Fazit: Abgesehen von der verminderten körperlichen Abnutzung und der erhöhten Sicherheit ist die Goods to Man-Robotik Teil der Strategie von Logistikspezialisten zur Steigerung der Qualität am Arbeitsplatz für die Lageristen. Verbesserte Arbeitsbedingungen und eine effizientere tägliche Aktivität fördern das Engagement und die Motivation der Mitarbeiter – was sich positiv auf die Logistikleistung auswirkt.  In diesem Sinne leistet die Goods to Man-Robotik einen Beitrag zu einem ausgewogenen Gleichgewicht zwischen Beschleunigung der Arbeitsprozesse und Wohlbefinden der Arbeiter – für eine verantwortungsvolle Produktion in den Lagern!

Zum Unternehmen Scallog :

Scallog wurde 2013 vom Diplomingenieur Olivier Rochet in Paris gegründet. Das Unternehmen entwickelt Automatisierungslösungen für Logistikzentren. Auch die industrielle Fertigung und der Vertrieb werden von Scallog realisiert.

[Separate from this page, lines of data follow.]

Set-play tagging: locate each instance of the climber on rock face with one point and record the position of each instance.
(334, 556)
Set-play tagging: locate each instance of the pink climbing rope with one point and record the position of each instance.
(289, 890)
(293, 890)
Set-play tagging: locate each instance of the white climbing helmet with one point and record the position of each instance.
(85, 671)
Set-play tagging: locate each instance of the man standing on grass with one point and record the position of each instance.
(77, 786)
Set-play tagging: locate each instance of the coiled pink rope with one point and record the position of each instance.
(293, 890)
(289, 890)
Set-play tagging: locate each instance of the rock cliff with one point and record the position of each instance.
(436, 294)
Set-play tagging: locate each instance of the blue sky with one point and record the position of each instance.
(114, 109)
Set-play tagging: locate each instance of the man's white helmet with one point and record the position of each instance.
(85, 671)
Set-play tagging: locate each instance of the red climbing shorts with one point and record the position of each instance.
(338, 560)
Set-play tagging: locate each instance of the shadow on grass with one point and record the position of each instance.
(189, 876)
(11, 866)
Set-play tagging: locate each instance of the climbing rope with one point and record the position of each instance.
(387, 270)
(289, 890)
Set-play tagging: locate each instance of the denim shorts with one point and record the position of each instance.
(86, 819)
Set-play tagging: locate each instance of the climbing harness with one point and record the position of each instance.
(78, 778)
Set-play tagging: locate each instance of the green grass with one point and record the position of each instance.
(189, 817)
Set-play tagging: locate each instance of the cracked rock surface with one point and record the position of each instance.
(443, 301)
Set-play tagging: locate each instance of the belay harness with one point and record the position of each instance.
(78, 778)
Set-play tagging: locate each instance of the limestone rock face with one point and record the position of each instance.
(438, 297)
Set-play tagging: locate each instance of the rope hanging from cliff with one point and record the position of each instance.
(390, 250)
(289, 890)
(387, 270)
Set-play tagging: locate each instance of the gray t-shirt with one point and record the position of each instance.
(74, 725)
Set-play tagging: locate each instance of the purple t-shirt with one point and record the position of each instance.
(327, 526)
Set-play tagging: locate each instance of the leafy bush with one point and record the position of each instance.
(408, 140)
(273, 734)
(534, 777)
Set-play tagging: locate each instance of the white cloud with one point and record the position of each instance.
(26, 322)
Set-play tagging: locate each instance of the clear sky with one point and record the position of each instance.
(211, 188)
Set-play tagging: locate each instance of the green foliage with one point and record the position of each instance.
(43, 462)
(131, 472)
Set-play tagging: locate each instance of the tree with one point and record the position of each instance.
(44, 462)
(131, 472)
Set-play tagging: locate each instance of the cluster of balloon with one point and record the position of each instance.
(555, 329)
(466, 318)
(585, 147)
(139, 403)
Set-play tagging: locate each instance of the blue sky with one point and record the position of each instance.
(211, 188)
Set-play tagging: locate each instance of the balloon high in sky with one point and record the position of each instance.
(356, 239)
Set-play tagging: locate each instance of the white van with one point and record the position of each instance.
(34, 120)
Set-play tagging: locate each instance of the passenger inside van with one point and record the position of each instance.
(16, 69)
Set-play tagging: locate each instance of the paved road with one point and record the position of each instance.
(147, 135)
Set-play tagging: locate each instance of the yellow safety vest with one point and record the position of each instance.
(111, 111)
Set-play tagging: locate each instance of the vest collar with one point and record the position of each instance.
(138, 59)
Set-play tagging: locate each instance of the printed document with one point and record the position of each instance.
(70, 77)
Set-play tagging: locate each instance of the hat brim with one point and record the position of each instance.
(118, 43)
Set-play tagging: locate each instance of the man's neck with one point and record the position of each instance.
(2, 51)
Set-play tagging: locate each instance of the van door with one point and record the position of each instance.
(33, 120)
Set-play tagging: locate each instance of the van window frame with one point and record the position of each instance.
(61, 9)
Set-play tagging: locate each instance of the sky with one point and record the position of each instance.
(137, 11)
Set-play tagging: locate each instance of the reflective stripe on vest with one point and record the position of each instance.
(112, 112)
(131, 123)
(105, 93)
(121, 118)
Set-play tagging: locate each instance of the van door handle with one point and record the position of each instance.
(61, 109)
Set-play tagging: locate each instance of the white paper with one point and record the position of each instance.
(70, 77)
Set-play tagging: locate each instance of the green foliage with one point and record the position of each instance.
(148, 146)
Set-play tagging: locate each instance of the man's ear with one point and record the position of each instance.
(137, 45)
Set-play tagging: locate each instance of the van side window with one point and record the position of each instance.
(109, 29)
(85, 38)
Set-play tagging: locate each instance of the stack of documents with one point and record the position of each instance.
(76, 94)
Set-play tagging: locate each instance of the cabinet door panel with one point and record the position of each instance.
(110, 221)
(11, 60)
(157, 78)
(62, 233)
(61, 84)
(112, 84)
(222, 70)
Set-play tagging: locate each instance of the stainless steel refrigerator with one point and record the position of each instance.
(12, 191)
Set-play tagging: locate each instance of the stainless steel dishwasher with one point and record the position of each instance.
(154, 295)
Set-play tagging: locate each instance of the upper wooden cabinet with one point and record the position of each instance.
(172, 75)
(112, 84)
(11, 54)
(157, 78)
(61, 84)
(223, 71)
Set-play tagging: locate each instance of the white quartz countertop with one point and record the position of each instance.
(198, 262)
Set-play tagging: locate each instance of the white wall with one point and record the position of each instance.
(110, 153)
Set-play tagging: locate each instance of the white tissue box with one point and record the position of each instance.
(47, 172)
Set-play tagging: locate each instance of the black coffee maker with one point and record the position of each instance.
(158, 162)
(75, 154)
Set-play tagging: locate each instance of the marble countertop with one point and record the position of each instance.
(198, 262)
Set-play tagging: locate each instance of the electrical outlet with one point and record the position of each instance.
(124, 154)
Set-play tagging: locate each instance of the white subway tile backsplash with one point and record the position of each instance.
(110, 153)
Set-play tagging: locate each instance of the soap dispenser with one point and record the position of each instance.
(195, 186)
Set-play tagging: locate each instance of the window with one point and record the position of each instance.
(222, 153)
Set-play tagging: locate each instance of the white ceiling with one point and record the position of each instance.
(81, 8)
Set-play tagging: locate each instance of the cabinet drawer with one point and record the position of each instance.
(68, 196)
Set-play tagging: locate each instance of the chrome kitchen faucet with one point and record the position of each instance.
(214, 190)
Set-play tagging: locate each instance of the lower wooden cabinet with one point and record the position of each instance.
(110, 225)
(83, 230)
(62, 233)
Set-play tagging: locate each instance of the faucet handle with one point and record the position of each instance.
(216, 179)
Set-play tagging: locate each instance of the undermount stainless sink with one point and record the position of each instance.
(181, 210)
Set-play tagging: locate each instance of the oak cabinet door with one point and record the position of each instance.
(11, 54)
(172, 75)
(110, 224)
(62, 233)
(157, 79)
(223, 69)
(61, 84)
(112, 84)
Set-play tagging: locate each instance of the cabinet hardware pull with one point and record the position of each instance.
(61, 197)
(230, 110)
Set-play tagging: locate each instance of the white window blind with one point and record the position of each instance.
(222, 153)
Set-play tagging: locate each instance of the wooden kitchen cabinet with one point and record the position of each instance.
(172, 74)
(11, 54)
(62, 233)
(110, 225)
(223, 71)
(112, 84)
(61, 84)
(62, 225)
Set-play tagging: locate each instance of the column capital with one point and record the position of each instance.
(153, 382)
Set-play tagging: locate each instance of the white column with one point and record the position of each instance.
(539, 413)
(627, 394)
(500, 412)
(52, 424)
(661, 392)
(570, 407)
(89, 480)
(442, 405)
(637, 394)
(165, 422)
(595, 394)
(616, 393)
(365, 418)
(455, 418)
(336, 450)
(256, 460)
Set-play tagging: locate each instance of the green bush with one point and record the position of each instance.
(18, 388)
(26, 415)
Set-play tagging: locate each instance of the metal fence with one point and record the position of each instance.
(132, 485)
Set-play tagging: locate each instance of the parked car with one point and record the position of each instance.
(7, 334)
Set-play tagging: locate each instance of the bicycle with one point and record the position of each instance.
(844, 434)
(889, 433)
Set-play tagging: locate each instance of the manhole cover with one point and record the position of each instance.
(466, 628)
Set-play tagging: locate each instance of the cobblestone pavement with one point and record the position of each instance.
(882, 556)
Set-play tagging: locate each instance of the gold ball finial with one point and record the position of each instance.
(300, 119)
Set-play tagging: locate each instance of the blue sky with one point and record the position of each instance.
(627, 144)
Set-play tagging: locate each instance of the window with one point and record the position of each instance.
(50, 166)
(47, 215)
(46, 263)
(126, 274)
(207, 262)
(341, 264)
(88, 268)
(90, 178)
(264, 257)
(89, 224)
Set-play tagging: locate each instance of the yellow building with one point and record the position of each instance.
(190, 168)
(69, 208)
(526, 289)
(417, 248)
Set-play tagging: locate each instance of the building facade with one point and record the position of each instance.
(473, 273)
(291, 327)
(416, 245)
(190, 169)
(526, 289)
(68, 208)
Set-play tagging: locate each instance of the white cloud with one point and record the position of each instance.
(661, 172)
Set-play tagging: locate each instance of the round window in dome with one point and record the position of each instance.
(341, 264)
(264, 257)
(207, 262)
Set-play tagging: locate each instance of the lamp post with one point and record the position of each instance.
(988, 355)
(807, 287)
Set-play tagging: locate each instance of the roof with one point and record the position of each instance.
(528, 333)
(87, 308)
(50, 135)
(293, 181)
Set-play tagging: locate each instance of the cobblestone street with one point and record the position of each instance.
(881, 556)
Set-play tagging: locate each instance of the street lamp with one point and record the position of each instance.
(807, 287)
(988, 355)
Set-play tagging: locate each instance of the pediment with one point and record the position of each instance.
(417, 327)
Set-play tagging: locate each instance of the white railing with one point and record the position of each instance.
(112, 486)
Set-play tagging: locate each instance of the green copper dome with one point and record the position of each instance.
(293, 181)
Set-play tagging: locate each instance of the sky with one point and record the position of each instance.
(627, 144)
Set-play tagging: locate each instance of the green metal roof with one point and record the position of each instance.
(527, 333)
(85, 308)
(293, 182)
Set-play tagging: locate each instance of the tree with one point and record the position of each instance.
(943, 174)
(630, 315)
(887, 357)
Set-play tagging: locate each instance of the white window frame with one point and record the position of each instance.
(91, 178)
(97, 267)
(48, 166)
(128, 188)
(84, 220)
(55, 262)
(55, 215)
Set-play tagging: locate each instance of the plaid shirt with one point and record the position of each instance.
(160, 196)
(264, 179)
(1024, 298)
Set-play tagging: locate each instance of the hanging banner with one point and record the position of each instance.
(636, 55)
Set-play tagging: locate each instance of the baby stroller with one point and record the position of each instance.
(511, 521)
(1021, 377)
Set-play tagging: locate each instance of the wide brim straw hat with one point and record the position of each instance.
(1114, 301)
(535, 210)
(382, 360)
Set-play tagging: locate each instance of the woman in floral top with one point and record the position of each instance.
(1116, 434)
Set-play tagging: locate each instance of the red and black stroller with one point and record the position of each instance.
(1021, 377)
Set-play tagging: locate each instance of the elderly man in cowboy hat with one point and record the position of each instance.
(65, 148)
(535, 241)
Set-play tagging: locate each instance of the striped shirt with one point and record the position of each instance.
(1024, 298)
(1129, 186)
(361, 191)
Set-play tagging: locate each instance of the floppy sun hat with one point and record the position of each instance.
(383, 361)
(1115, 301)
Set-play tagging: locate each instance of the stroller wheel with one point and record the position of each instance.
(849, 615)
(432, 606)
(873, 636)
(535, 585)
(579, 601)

Die Lösung besteht in intelligenten Lagerrobotern, die mobile Warenregale zu den Kommissionierungskräften transportieren. Diese intelligenten Logistikroboter made in France sind mit der besten derzeit verfügbaren Entscheidungssoftware ausgestattet. 

Heutige Konsumenten haben stetig steigende Ansprüche in Hinblick auf die schnelle Verfügbarkeit und kurze Lieferfristen der Produkte. Scallog erlaubt eine Beschleunigung der Kommissionierung und garantiert somit erhöhte Produktivität und Agilität im Lagerwesen. Ein weiterer Vorteil besteht in der  Vergrößerung der nutzbaren Lagerfläche. 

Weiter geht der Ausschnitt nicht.